Comparison of heat transfer and effective conductivity of heat pipe
Evaporation and condensation are the means used to ensure the transfer of the heat energy from one point to another. This is done through a process known as the cooling mechanism. Usually, the ends of the heat pipes are not allowed to be below certain temperatures because the heat pipes rely on difference of the two ends, hot and cold.
As a result, they tend to try to stabilize the process by equalizing those temperatures. Consequently, absorption of the latent heat of evaporation of the working fluid decreases the overall temperature at that hot end. Heat pipes must in turn, while being manufactured, be tuned to precise cooling conditions. The temperatures are easily affected, and thus it is important to wisely select the material of the pipe’s outer covering by considering the size and coolant carefully.
When a heat pipe is heated beyond temperatures that they can stand, it causes the fluid within to evaporate, which in turn results in the stoppage of the process. This also causes the heat conductivity to be reduced significantly, and the conducting capabilities of the metallic outer covering are severely affected.
Heat pipes are mostly made of copper which has high heat conductivity, and therefore, an overheated heat pipe will commonly continue generating heat at a ratio of 1:80 of the pipe’s original conductivity (Gauglier 4). The desired operational range of temperatures is a key criterion for the selection of a working fluid.
Application of heat pipes domestically & industrially
Generally, they are used to ensure the movement of heat from one place to another without using a mechanical power supply. This technology is employed mostly in HVAC or heat, venting and air-conditioning applications mostly used in our day to day lives, be it in our homes, schools or workspaces.
They are also used to avoid our machinery and devices from overheating, especially those we use a lot, by dissipating the heat into the thin air. This in turn creates an environment that is suitable for the employees to work subsequently, making the company flourish in all spheres as there is more concentration on the important aspects of the business.
Heat pipes are not only used for moisture and humidity in workplaces, but they are also used for the same in buildings, for example, in eateries, supermarkets, libraries, storage areas and other places, especially where the products are sensitive to high moisture like food and other ingredients (Reay and Kew 309). Controlled humidity also enables customers to feel at home for they feel comfortable in these areas due to the atmosphere created for them.

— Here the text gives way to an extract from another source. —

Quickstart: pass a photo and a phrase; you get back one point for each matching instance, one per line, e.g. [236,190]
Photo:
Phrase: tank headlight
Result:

Heat pipe technology is used to recover heat that would have gone to waste. What this means is that the heat transferred by these pipes can be used as an energy source for whatever structures meaning the business does not spend on payment for energy but instead conserves and as a result saves costs. This is done in places like offices, factories and other industrial areas, locally and internationally.
Conclusion
Therefore, heat pipes are generally used for the purpose of moving heat from one place to another without mechanically powered assistance which is a method that proves to be both effective for it eradicates heat and at the same time sustainable due to its saving costs factor.
When choosing the material of the pipe to be used, its size and the coolant within it affects the ideal temperatures in which they work. Application of this method is beneficial to a wide range of areas, and if profoundly researched into over the years, it will prove to give benefits due to discovering more ways of implementing this technology.
Work Cited
Faghri, Amir. Heat Pipe Science and Technology. New York, NY: Taylor & Francis Group, 1995. Print.
Gaugler, Richard. Heat Transfer Devices. Dayton, Ohio: U.S. Patent Office, 1995. Print.
Reay, David, and Peter Kew. Heat pipes. 5th ed. Oxford: Butterworth-Heinemann, 2006. Print.